– Что?
– Кари, зачем ты все это мне говоришь? – спросил Кроу, хотя и знал, что это не Кари.
– Она здесь, – ответила девочка, – ваша подруга. О, почему же вы к ней не приходите? Она, конечно, будет вас звать, и тогда вы сможете исполнить свой старый танец.
– Танец?
– Тот, который выглядит так: рррррр! – Маленькая девочка довольно похоже изобразила рычащую собаку.
В голове у Кроу промелькнул еще один обрывок песни, припев из какого-то водевиля: «О, разверни его лицом к стене, мама, его портрет должен висеть на черном шнурке».
Девочка улыбнулась и протянула Кроу руку в успокаивающем жесте.
– Вы просто сделали небольшой поворот, когда она отступила назад, вот и все. Вы с ней так близки, что обязаны это чувствовать, – сказала Кари. – О, почему же вы к ней не приходите? Знаете, она ведь вас ждет. Там будет кровь, которой вы сможете напиться, и он. Она разговаривает с ним.
– С кем?
– С Великим Ненавистником!

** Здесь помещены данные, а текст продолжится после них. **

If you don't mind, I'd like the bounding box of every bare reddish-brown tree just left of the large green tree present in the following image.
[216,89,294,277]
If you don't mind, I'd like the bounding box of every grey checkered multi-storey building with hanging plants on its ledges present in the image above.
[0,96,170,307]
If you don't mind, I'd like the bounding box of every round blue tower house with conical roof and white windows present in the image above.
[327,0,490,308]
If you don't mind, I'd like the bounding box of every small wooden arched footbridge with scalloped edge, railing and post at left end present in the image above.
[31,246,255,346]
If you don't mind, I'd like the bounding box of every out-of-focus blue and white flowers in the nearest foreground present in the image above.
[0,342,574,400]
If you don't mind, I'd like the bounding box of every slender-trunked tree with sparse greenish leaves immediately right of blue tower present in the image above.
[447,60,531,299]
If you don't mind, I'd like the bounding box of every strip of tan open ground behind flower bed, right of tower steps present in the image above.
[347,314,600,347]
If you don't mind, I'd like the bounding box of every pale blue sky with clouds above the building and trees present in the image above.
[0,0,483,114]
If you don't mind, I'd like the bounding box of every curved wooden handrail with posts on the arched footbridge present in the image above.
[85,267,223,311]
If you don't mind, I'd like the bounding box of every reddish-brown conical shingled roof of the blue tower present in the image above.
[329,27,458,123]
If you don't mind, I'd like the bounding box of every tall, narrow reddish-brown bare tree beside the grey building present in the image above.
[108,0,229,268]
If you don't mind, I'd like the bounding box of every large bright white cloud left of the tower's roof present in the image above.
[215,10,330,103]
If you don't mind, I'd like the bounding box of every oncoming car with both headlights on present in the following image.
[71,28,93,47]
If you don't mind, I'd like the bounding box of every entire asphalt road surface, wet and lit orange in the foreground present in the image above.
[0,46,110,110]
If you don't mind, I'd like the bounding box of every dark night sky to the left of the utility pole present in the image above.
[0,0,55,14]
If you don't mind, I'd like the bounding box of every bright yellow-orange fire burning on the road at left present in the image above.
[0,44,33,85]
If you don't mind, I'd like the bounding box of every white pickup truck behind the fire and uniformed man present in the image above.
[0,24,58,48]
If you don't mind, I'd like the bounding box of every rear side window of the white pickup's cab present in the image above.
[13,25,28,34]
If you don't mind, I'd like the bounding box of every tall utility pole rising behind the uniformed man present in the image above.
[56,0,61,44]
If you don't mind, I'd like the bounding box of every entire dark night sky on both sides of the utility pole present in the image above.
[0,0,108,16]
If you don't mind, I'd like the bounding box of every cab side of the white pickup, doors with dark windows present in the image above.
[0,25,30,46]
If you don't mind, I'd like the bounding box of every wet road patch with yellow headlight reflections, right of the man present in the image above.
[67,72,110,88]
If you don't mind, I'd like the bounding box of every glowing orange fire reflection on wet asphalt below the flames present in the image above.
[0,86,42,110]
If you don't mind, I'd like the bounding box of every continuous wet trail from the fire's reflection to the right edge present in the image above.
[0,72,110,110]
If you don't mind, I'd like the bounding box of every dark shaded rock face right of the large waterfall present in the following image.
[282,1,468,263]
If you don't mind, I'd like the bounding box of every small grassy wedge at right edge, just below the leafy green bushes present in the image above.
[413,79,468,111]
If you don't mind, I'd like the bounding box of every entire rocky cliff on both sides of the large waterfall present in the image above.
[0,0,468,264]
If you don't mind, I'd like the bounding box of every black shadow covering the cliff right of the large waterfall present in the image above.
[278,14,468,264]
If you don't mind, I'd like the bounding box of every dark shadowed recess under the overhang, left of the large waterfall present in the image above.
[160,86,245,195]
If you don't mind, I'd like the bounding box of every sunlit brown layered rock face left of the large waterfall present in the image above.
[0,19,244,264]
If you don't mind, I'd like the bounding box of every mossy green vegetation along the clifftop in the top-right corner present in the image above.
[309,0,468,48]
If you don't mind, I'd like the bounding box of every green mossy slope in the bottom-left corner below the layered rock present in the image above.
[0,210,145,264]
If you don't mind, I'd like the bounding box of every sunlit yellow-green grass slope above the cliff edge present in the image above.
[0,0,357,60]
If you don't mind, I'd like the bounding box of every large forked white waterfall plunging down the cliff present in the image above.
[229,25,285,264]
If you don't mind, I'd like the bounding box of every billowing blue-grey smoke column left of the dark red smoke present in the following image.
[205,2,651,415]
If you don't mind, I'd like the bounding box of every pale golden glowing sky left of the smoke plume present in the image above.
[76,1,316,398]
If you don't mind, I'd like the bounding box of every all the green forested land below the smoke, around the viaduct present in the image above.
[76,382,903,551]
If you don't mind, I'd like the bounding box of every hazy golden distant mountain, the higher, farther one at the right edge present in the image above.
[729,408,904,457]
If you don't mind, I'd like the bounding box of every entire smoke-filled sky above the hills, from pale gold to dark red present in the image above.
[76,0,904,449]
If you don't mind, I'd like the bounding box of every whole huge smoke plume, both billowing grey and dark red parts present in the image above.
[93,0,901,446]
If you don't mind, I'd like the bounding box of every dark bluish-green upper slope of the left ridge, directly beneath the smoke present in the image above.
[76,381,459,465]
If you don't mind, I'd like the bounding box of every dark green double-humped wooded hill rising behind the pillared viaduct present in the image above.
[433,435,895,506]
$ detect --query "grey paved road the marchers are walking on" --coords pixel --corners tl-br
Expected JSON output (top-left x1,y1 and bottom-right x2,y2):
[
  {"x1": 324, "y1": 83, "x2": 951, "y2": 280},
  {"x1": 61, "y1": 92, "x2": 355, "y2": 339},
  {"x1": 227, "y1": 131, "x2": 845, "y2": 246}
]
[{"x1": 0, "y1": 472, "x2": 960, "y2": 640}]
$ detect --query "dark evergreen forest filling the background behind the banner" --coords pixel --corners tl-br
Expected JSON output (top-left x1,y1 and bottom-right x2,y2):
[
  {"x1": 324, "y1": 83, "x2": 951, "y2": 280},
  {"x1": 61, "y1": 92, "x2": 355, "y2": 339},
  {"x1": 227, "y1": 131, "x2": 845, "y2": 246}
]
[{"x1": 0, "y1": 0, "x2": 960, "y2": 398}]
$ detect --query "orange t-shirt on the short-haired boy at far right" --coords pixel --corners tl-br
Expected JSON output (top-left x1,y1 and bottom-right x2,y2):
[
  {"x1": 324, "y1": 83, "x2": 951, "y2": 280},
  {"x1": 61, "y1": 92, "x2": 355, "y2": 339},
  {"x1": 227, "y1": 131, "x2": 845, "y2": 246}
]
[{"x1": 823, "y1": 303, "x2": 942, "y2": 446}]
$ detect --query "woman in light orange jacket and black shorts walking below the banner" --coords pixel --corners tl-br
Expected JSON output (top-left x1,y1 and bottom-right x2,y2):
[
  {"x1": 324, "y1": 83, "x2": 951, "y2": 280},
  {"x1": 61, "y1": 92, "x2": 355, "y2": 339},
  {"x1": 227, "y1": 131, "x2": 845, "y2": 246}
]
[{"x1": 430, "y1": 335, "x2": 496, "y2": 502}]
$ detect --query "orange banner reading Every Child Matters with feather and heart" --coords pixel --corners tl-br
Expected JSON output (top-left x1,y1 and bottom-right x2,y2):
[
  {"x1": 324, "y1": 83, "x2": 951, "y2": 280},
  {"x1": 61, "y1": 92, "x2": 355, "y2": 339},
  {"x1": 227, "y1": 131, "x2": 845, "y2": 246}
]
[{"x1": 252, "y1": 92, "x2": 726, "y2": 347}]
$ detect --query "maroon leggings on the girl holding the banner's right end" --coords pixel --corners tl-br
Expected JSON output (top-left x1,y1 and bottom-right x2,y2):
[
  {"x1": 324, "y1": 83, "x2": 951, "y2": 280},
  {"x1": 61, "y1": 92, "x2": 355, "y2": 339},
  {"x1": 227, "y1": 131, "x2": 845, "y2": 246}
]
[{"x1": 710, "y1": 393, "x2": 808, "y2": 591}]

С Одином!
Вдалеке Кроу смог различить стоящий на большом холме замок треугольной формы.
– Там творится великое зло, – заметил он.
– Значит, вы будете чувствовать себя там как дома, не так ли?
– Я не могу оставить это место, – покачал головой Кроу, глядя на неподвижную поверхность воды.
Произносимые им слова, казалось, не зависели от него, они шли вразрез с его мыслями, с его желанием уехать.
– Я пришла, чтобы поторговаться за вас, – сказала девочка, – чтобы увести вас отсюда.
– И что же ты должна будешь отдать взамен?
– Только свою кровь, – ответила девочка.
Ее тело вдруг лопнуло, будто клубень сахарной свеклы, и волка обдало фонтаном крови, липкой и горячей; он не только ослепил профессора, но и подавил восприятие остальных органов чувств.
Кроу открыл глаза. Он находился в гостиной, отделанной в викторианском стиле: деревянные панели, массивная мавританская лампа с бронзовой решеткой, с потолка свисают подвески из стразов, отбрасывая тени на стены и расцвечивая их размытыми сине-красными бликами. Кроу лежал на импровизированной кровати, укрытый пледом. В комнате горел открытый огонь, а на небольшом столике возле глубоких мягких кресел поблескивал в хрустальном графине бренди.
Взгляд Кроу натолкнулся на девушку лет восемнадцати, с каштановыми вьющимися волосами, в мужской рубашке и изящных брюках с высокой талией.
– Он очнулся, дядюшка. Принесу ему немного говяжьего бульона, – сказала девушка.
– Погоди минутку, дорогая. Думаю, твое присутствие сейчас будет очень кстати. – Это был голос Харбрада. По-видимому, он был цел и невредим.
Разумеется, он был прав, справедливо предположив, что Кроу, который серьезно относился к правилам рыцарской эпохи и был свидетелем того, как она эволюционировала в эпоху джентльменов, не убьет его в присутствии дамы. Кроу часто заморгал, чтобы преодолеть головокружение, и наконец сфокусировал взгляд. Во рту у него был вкус дыма и пепла; казалось, он не ел несколько дней. Это был еще не тот непреодолимый волчий голод, хотя уже чем-то напоминал его, – просто обычный человеческий аппетит, обострившийся за трое суток без еды.
В сердце Кроу закралась тревога. Рассказал ли Харбард этой девушке его тайну? И если да, то что тогда делать?
– Леди, у вас подол загорелся, – сказал Кроу на древнем языке предков.
Девушка никак на это не отреагировала, лишь вопросительно взглянула на дядю. Харбард улыбнулся.
– Это моя племянница Элеонора, – произнес он по-английски. – Она больше увлекается танцами, чем науками.
– Как и положено любой нормальной девушке, – вставила Элеонора.